# Ground control suspension spec for B13



## GTPATSi (Jun 12, 2002)

I need some detail of your set-up you choose B13 owner!
Me want to go with front 300 lbs/in and rear 250 lbs/in with KYB AGX
But i don't know what is a lenght of spring you choose 7 or 9 in the free lenght of the spring (unloaded) . + suspension techniques sway bar

I don't know the real free lenght of the spring (unloaded) of the stock spring front 112lbs/in and rear 101 lbs/in

Me want a handling very neutral or a bit oversteer 

thanks a lot in advance


----------



## ReVerm (Jan 13, 2003)

What if you rephrased the question like this?
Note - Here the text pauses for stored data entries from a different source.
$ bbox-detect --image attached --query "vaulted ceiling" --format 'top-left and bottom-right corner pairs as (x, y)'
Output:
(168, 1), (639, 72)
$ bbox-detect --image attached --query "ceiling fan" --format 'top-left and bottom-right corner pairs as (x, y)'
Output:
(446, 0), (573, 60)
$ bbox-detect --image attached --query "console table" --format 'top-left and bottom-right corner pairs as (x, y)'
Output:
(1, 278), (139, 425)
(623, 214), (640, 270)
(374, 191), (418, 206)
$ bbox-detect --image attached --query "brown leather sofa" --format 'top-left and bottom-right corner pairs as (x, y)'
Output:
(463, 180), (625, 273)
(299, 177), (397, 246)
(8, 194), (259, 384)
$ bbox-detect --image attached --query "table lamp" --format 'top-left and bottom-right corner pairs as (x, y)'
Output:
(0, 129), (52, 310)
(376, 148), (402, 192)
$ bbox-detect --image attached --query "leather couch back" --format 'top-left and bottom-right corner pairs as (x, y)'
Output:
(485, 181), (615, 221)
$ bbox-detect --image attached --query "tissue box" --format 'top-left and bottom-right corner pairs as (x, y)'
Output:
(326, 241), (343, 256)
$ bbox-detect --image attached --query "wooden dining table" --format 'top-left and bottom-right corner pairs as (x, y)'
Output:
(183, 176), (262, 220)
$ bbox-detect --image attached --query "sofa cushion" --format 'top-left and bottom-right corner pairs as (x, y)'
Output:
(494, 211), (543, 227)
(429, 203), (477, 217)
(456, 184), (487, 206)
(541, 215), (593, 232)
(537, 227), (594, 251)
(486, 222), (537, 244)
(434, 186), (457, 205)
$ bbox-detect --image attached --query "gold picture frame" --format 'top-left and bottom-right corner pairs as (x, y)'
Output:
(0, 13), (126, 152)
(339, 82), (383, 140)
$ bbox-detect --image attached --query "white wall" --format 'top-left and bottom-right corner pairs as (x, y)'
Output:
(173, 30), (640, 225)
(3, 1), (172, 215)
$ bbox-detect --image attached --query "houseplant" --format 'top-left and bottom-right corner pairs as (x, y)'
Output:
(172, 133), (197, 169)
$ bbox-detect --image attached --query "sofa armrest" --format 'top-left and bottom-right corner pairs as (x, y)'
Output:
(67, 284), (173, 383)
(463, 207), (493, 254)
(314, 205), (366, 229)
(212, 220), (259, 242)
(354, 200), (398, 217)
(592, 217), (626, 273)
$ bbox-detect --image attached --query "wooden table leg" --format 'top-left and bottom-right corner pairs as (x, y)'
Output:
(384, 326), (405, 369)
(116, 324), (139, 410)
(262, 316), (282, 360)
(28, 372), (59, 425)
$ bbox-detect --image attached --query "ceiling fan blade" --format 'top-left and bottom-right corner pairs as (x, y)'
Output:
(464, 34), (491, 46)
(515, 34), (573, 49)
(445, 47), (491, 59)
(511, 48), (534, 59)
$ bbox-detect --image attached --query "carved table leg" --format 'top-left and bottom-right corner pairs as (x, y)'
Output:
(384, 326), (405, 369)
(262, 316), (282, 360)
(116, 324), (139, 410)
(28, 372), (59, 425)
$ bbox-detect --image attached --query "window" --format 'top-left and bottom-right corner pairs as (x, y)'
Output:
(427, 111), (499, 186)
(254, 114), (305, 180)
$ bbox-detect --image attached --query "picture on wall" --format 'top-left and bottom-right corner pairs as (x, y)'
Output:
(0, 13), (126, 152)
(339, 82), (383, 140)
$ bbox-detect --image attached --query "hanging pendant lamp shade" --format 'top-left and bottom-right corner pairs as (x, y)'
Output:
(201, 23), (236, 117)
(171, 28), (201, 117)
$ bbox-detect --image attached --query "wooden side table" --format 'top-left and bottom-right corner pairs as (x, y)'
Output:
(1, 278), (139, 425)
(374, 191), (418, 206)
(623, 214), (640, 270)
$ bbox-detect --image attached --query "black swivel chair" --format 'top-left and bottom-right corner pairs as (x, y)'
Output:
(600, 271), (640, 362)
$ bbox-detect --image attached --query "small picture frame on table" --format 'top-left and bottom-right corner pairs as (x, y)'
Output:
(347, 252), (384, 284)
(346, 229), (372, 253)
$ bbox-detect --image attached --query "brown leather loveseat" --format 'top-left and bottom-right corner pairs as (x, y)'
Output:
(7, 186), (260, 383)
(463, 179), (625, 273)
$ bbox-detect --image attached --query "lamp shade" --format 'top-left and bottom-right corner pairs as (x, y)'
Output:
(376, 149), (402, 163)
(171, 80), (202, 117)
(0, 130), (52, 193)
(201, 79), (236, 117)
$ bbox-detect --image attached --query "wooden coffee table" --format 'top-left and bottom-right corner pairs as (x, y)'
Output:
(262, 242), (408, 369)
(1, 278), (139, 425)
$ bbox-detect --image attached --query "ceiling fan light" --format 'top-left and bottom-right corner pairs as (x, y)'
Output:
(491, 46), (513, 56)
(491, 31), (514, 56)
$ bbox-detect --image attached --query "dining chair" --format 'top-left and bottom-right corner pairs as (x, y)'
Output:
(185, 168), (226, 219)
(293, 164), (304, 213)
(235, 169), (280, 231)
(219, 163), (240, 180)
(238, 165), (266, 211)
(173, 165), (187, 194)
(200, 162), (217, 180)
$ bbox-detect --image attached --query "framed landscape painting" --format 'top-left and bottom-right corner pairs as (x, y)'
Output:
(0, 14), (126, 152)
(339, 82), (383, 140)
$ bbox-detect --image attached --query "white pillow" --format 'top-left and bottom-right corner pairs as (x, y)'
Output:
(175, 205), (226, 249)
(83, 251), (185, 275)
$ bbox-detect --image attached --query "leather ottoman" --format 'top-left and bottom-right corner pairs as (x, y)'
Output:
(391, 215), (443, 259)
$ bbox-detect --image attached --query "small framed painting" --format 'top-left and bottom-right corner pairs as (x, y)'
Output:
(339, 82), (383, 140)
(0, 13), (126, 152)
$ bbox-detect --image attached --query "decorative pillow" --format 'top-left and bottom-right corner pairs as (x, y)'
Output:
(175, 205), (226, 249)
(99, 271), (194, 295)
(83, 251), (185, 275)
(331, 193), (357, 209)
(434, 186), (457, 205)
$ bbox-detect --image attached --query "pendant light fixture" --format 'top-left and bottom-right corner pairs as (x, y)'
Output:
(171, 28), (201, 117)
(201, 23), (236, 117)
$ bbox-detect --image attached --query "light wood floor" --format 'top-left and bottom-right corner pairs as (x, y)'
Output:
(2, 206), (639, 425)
"For those of you who have Ground Control coilovers on KYB AGX's, what is the free length of the springs you guys are using? And do you guys have problems with the spring unseating when you jack up the car?"

That is what you're looking for, right?


----------



## mikeysse-r (Mar 13, 2004)

for neutral to slight oversteer first you want a 350 LBS/in front spring and a 300 LBS/in rear spring. just ask the guys at ground control how you want the car to handle and they will supply you with the good stuff. the free length I belive is 9". I autocross ny 92 SE-R with goos success with the ground control coilovers with KYB AGX's. I run my AGX's @ setting 2 in the front and 3 or 4 in the rear in racing situations and 2 front 3 rear on the street. 
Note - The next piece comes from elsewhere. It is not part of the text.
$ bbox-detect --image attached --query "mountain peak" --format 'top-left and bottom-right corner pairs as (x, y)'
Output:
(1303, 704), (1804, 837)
If you are going to race the car I would recomend GC's castor camber plates the Shigspeed lower tie brace Shigspeed rear pillow ball mounts A good sturdy front STB and the active tuning rear STB. also all of the energy suspension bushings offered for the car, but the left and right side engine mount inserts, (with the left and right inserts the vibration and noise are too bad). 
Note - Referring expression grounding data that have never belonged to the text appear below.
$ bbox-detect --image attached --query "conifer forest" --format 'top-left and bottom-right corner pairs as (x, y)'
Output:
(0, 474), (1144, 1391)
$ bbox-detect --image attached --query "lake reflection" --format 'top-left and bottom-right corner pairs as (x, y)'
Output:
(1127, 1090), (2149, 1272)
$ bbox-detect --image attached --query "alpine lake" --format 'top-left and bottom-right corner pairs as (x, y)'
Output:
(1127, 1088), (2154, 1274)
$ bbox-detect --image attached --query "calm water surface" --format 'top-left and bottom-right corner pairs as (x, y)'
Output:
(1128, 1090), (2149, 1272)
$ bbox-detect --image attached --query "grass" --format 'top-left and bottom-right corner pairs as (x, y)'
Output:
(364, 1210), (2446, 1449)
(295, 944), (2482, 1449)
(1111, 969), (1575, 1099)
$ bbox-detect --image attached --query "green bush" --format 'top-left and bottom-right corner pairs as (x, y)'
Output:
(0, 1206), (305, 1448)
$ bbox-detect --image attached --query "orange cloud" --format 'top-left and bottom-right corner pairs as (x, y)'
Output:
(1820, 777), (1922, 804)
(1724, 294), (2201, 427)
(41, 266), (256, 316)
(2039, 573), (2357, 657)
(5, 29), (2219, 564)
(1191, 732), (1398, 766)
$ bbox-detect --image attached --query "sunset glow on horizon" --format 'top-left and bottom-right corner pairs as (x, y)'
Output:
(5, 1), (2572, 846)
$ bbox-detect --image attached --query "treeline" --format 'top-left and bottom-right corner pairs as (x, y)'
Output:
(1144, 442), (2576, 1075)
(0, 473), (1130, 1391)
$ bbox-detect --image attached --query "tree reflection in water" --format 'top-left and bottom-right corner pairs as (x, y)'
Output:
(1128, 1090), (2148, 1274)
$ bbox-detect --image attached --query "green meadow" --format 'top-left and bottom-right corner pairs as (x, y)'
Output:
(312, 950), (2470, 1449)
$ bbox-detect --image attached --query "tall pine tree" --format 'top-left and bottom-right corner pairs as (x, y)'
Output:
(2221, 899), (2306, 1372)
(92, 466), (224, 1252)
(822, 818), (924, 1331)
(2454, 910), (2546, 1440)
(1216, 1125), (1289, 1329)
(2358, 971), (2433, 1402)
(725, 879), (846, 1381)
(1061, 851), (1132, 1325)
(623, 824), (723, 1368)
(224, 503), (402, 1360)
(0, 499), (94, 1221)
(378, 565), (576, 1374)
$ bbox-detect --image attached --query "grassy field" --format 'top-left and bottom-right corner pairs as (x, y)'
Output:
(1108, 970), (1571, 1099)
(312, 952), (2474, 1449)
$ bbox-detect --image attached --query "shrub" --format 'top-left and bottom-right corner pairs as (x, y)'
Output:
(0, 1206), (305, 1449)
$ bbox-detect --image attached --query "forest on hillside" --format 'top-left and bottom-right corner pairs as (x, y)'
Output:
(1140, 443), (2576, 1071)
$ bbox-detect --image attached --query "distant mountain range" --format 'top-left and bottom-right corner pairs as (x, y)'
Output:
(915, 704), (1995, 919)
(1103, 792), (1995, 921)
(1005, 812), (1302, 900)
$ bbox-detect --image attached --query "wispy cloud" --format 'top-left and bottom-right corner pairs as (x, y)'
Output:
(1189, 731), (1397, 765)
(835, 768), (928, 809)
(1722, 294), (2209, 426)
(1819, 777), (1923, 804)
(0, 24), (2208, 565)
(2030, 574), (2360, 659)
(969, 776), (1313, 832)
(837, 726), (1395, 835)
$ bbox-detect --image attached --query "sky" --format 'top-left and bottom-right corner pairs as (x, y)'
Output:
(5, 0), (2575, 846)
for alignment I run negative 1.5 degrees camber front negative 1 degree in the rear, Zero toe all the way around and 3 degrees castor in the front.

I have everything mentioned above in my SE-R and it works well for me. the ride is stiff but varry livable. (ALSO the car has yet to lose to a F****** honda on the street or on the track!!!!


----------



## jammo (Aug 21, 2002)

mikeysse-r said:


> (ALSO the car has yet to lose to a F****** honda on the street or on the track!!!!)


 :thumbup: way to go!

i liked your reply, made me wanna go buy some GCs today!

<< BTW: whats the cost of your setup, broken down? ex: coilovers, energy suspension bushings, etc. >>


----------